Il centro sociale è da quasi quarant'anni uno dei principali luoghi di socialità e cultura alternativa nella capitale. Al suo interno hanno sede una dozzina di laboratori per le attività più varie: dalla ciclofficina a una serigrafia e una camera oscura aperta a tutti. Nel corso dei decenni ha ospitato ogni sorta di eventi, dai concerti alle fiere, ai mercati.
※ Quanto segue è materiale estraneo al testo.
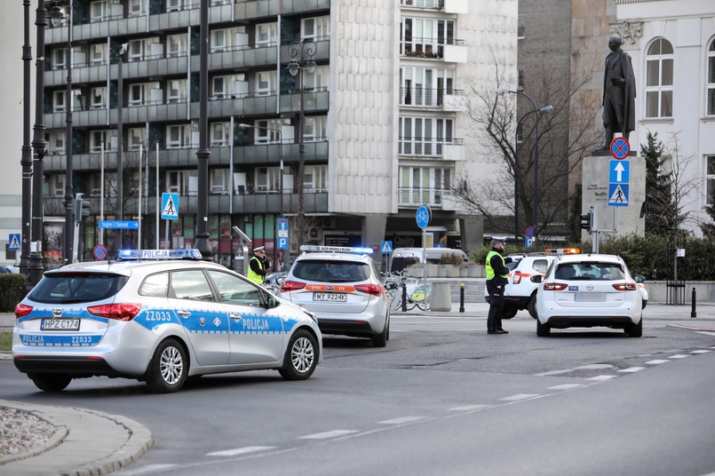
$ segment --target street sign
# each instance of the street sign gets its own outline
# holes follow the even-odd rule
[[[139,230],[139,222],[137,220],[99,220],[99,229]]]
[[[430,206],[427,204],[420,206],[415,214],[415,218],[417,219],[417,226],[422,229],[426,228],[430,221],[432,221],[432,210],[430,210]]]
[[[631,152],[631,144],[624,137],[617,137],[611,141],[611,156],[616,160],[623,160]]]
[[[179,219],[179,194],[162,194],[162,218]]]
[[[612,184],[627,184],[630,181],[631,161],[610,161],[608,166],[608,182]]]
[[[628,184],[608,184],[608,206],[628,206]]]
[[[8,242],[10,243],[7,247],[9,251],[18,251],[20,250],[20,234],[19,233],[11,233],[10,239]]]

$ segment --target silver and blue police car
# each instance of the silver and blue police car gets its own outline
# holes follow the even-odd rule
[[[303,380],[321,361],[314,316],[198,250],[120,255],[47,271],[16,306],[12,359],[41,390],[107,376],[171,393],[188,377],[266,369]]]

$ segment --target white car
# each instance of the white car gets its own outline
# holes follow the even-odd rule
[[[16,306],[12,359],[41,390],[108,376],[170,393],[188,377],[266,369],[302,380],[320,362],[314,316],[198,250],[121,255],[48,271]]]
[[[546,275],[532,278],[536,294],[536,335],[552,329],[608,327],[632,337],[643,335],[643,294],[622,258],[579,254],[559,257]]]

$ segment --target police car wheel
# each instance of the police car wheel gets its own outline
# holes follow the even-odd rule
[[[285,350],[283,367],[278,372],[286,380],[305,380],[318,365],[317,345],[313,334],[298,329]]]
[[[30,374],[35,386],[44,392],[61,392],[72,381],[72,377],[57,374]]]
[[[162,342],[149,363],[147,385],[155,393],[176,392],[187,380],[188,362],[184,347],[174,339]]]

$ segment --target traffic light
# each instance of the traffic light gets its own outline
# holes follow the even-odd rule
[[[581,215],[581,228],[586,230],[587,232],[591,232],[595,224],[593,223],[592,210],[588,213],[584,213]]]

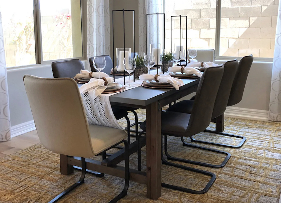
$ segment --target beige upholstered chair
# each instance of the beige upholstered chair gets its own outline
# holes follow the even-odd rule
[[[197,55],[194,58],[199,62],[215,61],[215,50],[213,49],[198,49]]]
[[[23,81],[42,144],[54,152],[82,157],[79,181],[50,202],[55,202],[84,182],[85,157],[91,157],[122,142],[125,145],[125,184],[122,192],[110,202],[125,196],[129,185],[128,145],[126,132],[87,121],[77,84],[70,78],[47,78],[25,75]]]

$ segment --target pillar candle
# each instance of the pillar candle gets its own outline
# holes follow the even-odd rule
[[[158,51],[158,55],[157,55],[157,51]],[[161,61],[160,61],[160,49],[157,49],[156,48],[153,48],[153,50],[152,51],[152,54],[154,56],[154,58],[155,59],[155,65],[160,65],[162,63],[161,63]],[[157,59],[158,59],[158,61],[157,61]],[[158,62],[158,64],[157,64],[157,62]]]
[[[121,72],[124,71],[124,67],[123,66],[123,61],[124,60],[124,52],[120,51],[119,54],[119,66],[117,69],[117,71]],[[126,67],[129,66],[129,52],[125,52],[125,56],[126,58]]]

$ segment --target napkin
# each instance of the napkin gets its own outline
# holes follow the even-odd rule
[[[140,75],[139,78],[140,80],[154,80],[155,75],[152,74],[144,74]],[[173,78],[169,75],[159,75],[157,77],[157,80],[159,82],[166,82],[171,84],[177,90],[180,89],[180,87],[185,85],[181,79]]]
[[[168,72],[180,72],[181,71],[181,66],[177,66],[170,67],[168,69]],[[199,78],[201,78],[202,73],[198,69],[192,67],[186,67],[183,70],[183,72],[187,74],[192,74],[196,75]]]
[[[90,75],[91,74],[91,76]],[[109,76],[105,73],[103,72],[100,72],[100,78],[108,78]],[[89,72],[88,70],[81,70],[80,71],[80,73],[76,74],[74,78],[76,79],[77,78],[99,78],[100,73],[99,72]]]
[[[101,74],[100,76],[101,77]],[[107,84],[114,81],[113,78],[112,77],[104,78],[107,81]],[[85,83],[79,88],[79,91],[80,94],[83,94],[88,92],[92,99],[94,99],[100,95],[106,89],[105,83],[105,81],[103,79],[91,78],[89,82]]]
[[[186,66],[186,67],[200,67],[201,66],[201,62],[198,62],[193,61],[189,63]],[[202,68],[209,68],[213,66],[219,66],[219,65],[217,64],[216,63],[214,63],[211,62],[203,62],[203,66]]]

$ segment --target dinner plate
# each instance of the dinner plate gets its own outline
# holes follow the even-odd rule
[[[176,76],[178,78],[187,78],[188,79],[189,78],[198,78],[198,77],[196,76],[195,75],[192,74],[191,75],[176,75],[174,74],[173,73],[170,73],[169,74],[172,77],[173,77],[174,76]],[[175,77],[174,77],[174,78]]]
[[[106,89],[104,92],[111,92],[118,90],[123,87],[123,85],[122,84],[118,84],[117,83],[115,83],[116,85],[116,86],[113,88],[111,89]]]
[[[149,83],[151,83],[152,84],[155,84],[155,85],[169,85],[169,83],[167,83],[167,82],[157,82],[155,80],[147,80],[147,82],[148,82]]]
[[[108,85],[107,85],[106,90],[112,89],[115,87],[116,87],[117,85],[118,85],[118,83],[114,83],[114,82],[112,82],[111,83],[109,83]]]
[[[142,84],[144,84],[146,86],[149,87],[171,87],[173,86],[171,84],[168,83],[168,85],[159,85],[157,84],[152,84],[148,82],[148,81],[145,81],[142,82]]]
[[[119,90],[112,90],[111,91],[109,91],[108,92],[106,92],[105,91],[102,93],[103,94],[109,94],[110,93],[116,93],[116,92],[122,92],[123,90],[126,89],[126,87],[122,87]]]
[[[173,72],[173,73],[175,75],[184,75],[185,76],[187,75],[192,75],[193,74],[186,74],[184,73],[181,73],[181,72]]]
[[[141,86],[143,87],[147,87],[148,88],[152,88],[154,89],[171,89],[172,88],[174,88],[174,87],[172,86],[172,87],[152,87],[151,86],[147,86],[145,84],[142,83],[141,85]]]

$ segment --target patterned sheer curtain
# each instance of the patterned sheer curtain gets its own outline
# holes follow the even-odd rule
[[[0,142],[11,139],[7,70],[4,50],[4,40],[0,12]]]
[[[163,13],[163,0],[139,0],[139,52],[146,52],[146,14]],[[156,48],[157,46],[157,18],[156,16],[149,17],[148,46],[152,44]],[[159,43],[162,44],[163,18],[159,17]],[[159,47],[160,48],[160,47]],[[149,47],[148,47],[149,51]]]
[[[268,117],[270,121],[281,121],[281,1],[277,20]]]
[[[88,66],[89,59],[110,54],[109,0],[88,0]]]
Fra i più longevi, oltre alla "Festa del non lavoro", c’è il "Crack!", festival internazionale di arte stampata e disegnata, il mercato diretto degli agricoltori "terra/TERRA" e il festival del vino "Enotica". Tutto questo a ritmo di musica, mai legata alle logiche del mercato e sempre contrassegnata dalla sperimentazione. E quante band e cantanti romani sono cresciuti nella sala prove e sui palchi del Forte. Un luogo anche di grande alternativa politica, in virtù del proprio codice etico "antifascista, antisessista, antirazzista, antiproibizionista" e dell'orizzontalità assoluta nei suoi spazi di decisione.
Il Forte Prenestino e gli altri verso il corteo del 6 settembre
A dispetto di quanto un certo discorso pubblico possa far sembrare, spazi come il Forte a Roma sono sempre meno. Gli ultimi sgomberi in ordine di tempo sono quelli della Torre Maura Occupata, spazio autogestito per 32 anni fino maggio 2024, e di un'altro forte, quello di Portuense, a dicembre. Anche chi ha provato a intraprendere un percorso di regolarizzazione non ha avuto vita facile. Questi e tanti altri spazi in ogni quartiere di Roma erano edifici abbandonati all'incuria, spesso strumentale a una futura speculazione edilizia. Esperienze nate dal basso come quella del Forte Prenestino hanno almeno avuto il merito di rimettere questi luoghi sulla mappa e di far interessare tante e tanti al patrimonio architettonico pubblico. Per difendere questa storia, il 6 settembre molti partiranno da Roma verso Milano per il corteo nazionale contro lo sgombero del Leoncavallo e per tutti gli spazi sociali.